Há pessoas que o desprezam, da mesma forma que um intelectual hoje pode achar que é uma perda de tempo ver um jogo de futebol. Mas julgo que a obsessão com os jogos é praticamente universal. Especialmente em Roma. Ter ‘bilhetes’ para o Coliseu é uma parte muito importante da vida de um cidadão. Os jogos servem para manter o povo satisfeito. Pão e circo. Mas com Tito, que inaugura o Coliseu, tem ao mesmo tempo muito de ideológico. É um processo de expiação, julgo, por uma série de calamidades que assolaram Roma. Estou a falar dos dois incêndios, numa década, que reduziram a cinzas o templo de Júpiter no Capitólio, uma peste e, claro, a erupção do Vesúvio. Isso levou à sensação de que os deuses tinham de ser apaziguados. A ideia de que os combates de gladiadores podia aplacar os espíritos inquietos dos mortos é muito, muito antiga.

Estamos a falar de uma espécie de sacrifício humano?

Uma espécie, sim. Essa maneira antiga de ver as coisas não tinha desaparecido completamente. Mas o Coliseu é ao mesmo tempo uma afirmação do tipo de regime que Tito quer, porque é construído em cima do grande lago ornamental que Nero tinha feito. É um repúdio muito contundente do regime de Nero, mas também é uma declaração de ordem. Porque cada pessoa tem o seu lugar, cada um sabe onde se deve sentar. A ideia de censo muito importante para os romanos. E há a sensação de que o Coliseu é um censo de pedra. As pessoas vão lá e sabem que estão no lugar certo. E se estão no lugar certo, a ordem é mantida e os deuses, esperamos nós, estão satisfeitos. O Coliseu tem muito que se lhe diga. Obviamente o entusiasmo é muito importante, mas não é tudo. Não é só o equivalente da final da Liga dos Campeões. Há várias questões morais, teológicas, antiquárias relacionadas com isto.

No Norte de Inglaterra existem ainda várias secções da Muralha de Adriano. A sul ficava o império e a norte ficavam os bárbaros. Havia um contraste nítido entre as pessoas e as paisagens de um e do outro lado da muralha?

A Muralha de Adriano não tinha uma função defensiva. É antes uma afirmação maciça do poder de Roma, e diz às pessoas que vivem a norte da muralha: ‘Não vale a pena darmo-nos ao trabalho de vos conquistar’. É um pouco o equivalente das cercas eletrificadas que protegem as propriedades dos bilionários.
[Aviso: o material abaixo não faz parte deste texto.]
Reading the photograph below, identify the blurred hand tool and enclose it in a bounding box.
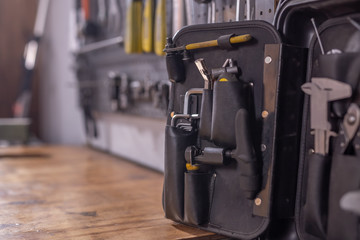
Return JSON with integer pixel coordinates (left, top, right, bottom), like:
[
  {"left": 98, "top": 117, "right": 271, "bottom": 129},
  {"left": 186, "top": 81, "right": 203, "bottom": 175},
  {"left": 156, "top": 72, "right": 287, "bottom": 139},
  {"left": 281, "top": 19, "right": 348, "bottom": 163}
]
[
  {"left": 81, "top": 0, "right": 100, "bottom": 38},
  {"left": 172, "top": 0, "right": 186, "bottom": 34},
  {"left": 13, "top": 0, "right": 49, "bottom": 117},
  {"left": 195, "top": 0, "right": 212, "bottom": 24},
  {"left": 164, "top": 34, "right": 251, "bottom": 52},
  {"left": 142, "top": 0, "right": 155, "bottom": 53},
  {"left": 107, "top": 0, "right": 123, "bottom": 34},
  {"left": 185, "top": 0, "right": 195, "bottom": 25},
  {"left": 75, "top": 36, "right": 124, "bottom": 54},
  {"left": 124, "top": 0, "right": 142, "bottom": 54},
  {"left": 301, "top": 78, "right": 352, "bottom": 238},
  {"left": 301, "top": 78, "right": 352, "bottom": 156},
  {"left": 154, "top": 0, "right": 167, "bottom": 56}
]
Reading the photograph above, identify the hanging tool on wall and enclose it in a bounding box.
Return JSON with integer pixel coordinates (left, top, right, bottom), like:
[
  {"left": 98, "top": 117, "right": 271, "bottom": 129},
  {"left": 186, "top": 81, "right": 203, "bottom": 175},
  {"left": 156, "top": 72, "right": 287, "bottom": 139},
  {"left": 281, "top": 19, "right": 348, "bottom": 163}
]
[
  {"left": 301, "top": 78, "right": 352, "bottom": 237},
  {"left": 106, "top": 0, "right": 123, "bottom": 34},
  {"left": 172, "top": 0, "right": 186, "bottom": 34},
  {"left": 13, "top": 0, "right": 49, "bottom": 117},
  {"left": 142, "top": 0, "right": 155, "bottom": 53},
  {"left": 154, "top": 0, "right": 167, "bottom": 56},
  {"left": 124, "top": 0, "right": 142, "bottom": 54},
  {"left": 81, "top": 0, "right": 101, "bottom": 38}
]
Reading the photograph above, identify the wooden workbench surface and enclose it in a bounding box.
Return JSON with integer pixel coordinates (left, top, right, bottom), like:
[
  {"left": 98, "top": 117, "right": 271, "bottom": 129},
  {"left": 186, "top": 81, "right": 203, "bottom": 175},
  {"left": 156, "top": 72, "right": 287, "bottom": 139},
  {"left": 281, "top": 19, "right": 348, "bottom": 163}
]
[{"left": 0, "top": 146, "right": 221, "bottom": 240}]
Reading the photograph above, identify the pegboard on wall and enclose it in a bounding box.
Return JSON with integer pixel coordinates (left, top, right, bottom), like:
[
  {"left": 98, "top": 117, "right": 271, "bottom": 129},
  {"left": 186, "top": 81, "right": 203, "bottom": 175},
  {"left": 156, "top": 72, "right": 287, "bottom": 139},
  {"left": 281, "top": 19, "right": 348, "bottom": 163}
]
[{"left": 74, "top": 0, "right": 276, "bottom": 124}]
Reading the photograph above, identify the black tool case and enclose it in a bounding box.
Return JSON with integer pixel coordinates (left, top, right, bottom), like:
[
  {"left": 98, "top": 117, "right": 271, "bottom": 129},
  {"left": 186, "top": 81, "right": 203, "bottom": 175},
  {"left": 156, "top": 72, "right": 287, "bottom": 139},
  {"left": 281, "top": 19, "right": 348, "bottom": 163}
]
[
  {"left": 163, "top": 1, "right": 359, "bottom": 239},
  {"left": 296, "top": 2, "right": 360, "bottom": 240}
]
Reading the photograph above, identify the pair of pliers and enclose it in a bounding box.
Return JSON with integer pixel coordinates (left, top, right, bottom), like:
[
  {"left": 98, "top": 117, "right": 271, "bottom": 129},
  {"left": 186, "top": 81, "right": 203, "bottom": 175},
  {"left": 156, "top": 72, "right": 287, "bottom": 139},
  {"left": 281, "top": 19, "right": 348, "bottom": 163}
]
[{"left": 335, "top": 103, "right": 360, "bottom": 157}]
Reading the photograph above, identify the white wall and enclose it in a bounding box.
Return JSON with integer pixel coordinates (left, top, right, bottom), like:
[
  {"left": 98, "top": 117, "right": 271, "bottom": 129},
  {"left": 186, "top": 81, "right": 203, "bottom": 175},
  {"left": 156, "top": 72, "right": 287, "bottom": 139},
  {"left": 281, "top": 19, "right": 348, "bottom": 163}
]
[{"left": 39, "top": 0, "right": 85, "bottom": 145}]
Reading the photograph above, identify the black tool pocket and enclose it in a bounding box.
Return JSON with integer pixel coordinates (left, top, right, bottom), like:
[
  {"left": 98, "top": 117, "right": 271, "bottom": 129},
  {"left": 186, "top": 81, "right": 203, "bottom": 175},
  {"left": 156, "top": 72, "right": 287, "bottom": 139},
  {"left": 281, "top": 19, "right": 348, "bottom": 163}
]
[
  {"left": 164, "top": 126, "right": 196, "bottom": 221},
  {"left": 327, "top": 155, "right": 360, "bottom": 240},
  {"left": 184, "top": 171, "right": 215, "bottom": 225}
]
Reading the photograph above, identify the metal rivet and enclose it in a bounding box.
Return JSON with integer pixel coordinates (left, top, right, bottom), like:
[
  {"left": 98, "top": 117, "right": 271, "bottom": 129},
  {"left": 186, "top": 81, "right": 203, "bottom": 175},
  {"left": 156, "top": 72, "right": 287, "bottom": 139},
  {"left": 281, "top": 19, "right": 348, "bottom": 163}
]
[
  {"left": 261, "top": 110, "right": 269, "bottom": 118},
  {"left": 265, "top": 56, "right": 272, "bottom": 64},
  {"left": 347, "top": 114, "right": 356, "bottom": 125},
  {"left": 255, "top": 198, "right": 261, "bottom": 206},
  {"left": 261, "top": 144, "right": 266, "bottom": 152}
]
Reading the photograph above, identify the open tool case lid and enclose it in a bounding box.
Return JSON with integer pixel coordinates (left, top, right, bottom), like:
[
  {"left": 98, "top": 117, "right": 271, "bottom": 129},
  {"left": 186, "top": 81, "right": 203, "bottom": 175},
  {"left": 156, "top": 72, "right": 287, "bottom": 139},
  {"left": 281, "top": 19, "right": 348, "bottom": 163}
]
[
  {"left": 288, "top": 1, "right": 360, "bottom": 240},
  {"left": 164, "top": 18, "right": 306, "bottom": 239}
]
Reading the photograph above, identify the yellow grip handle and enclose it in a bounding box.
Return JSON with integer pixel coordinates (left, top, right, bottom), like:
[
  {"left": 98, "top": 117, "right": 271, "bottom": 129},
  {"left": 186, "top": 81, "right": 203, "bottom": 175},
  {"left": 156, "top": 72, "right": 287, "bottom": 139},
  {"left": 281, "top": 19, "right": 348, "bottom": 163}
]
[{"left": 185, "top": 34, "right": 251, "bottom": 50}]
Além disso, é apenas uma das várias barreiras deste género que Adriano patrocinou. Há uma de madeira na Alemanha, uma de terra em África. Adriano é como um jardineiro que vai colocando cercas para proteger a beleza da paisagem e manter a ralé à distância.
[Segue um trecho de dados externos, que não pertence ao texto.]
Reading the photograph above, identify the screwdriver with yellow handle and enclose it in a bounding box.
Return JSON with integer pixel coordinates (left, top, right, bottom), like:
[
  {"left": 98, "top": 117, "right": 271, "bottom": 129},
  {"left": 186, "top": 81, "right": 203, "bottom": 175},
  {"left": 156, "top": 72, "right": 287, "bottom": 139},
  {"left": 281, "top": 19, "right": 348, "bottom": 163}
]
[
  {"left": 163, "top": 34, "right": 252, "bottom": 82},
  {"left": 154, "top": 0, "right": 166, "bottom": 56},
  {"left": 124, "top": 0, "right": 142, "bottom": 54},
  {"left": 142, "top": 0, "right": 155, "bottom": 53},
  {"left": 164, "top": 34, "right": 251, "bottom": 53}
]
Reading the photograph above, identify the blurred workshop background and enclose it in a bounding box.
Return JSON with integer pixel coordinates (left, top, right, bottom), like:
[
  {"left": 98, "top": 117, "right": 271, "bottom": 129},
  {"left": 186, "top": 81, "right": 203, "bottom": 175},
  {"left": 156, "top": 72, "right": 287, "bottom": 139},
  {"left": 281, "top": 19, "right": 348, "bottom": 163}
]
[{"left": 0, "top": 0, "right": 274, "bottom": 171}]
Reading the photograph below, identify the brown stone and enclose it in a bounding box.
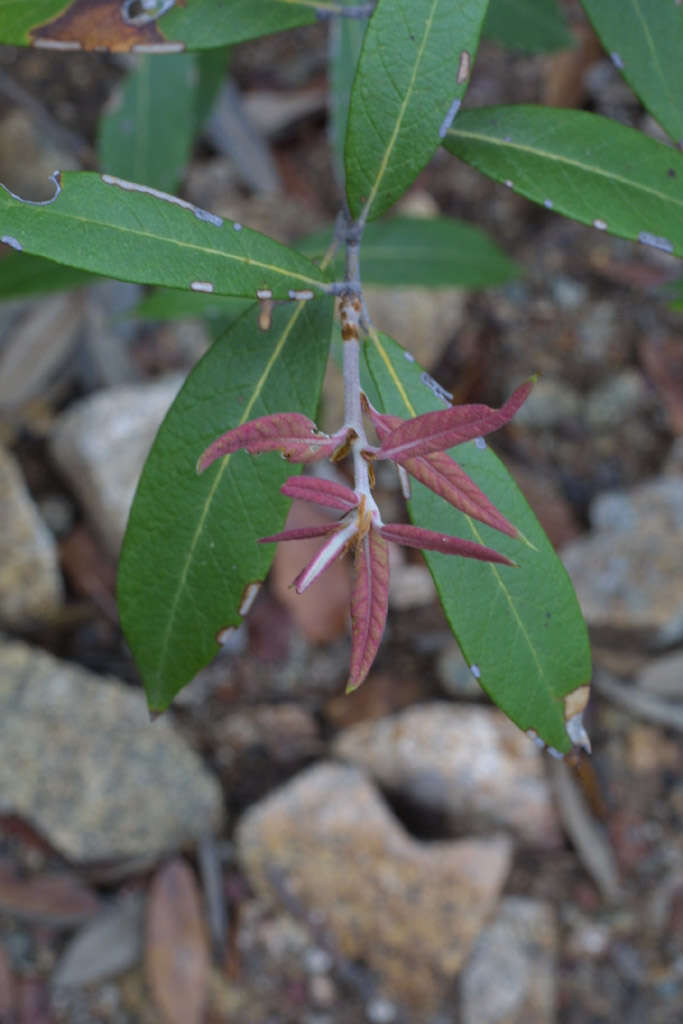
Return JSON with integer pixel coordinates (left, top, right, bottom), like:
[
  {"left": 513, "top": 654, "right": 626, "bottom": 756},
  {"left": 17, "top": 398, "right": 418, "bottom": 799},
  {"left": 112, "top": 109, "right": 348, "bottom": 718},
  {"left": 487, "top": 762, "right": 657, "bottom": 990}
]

Ou seja, não é tanto como a grande muralha da China, mas mais como o muro de um condomínio privado.

Adriano não está a dizer que é ali o limite do império, porque os romanos achavam-se senhores de tudo. Como diz Vergílio, o império romano não tem limites. O que aquele muro quer dizer é: ‘Vocês são horríveis, não vos queremos aqui’.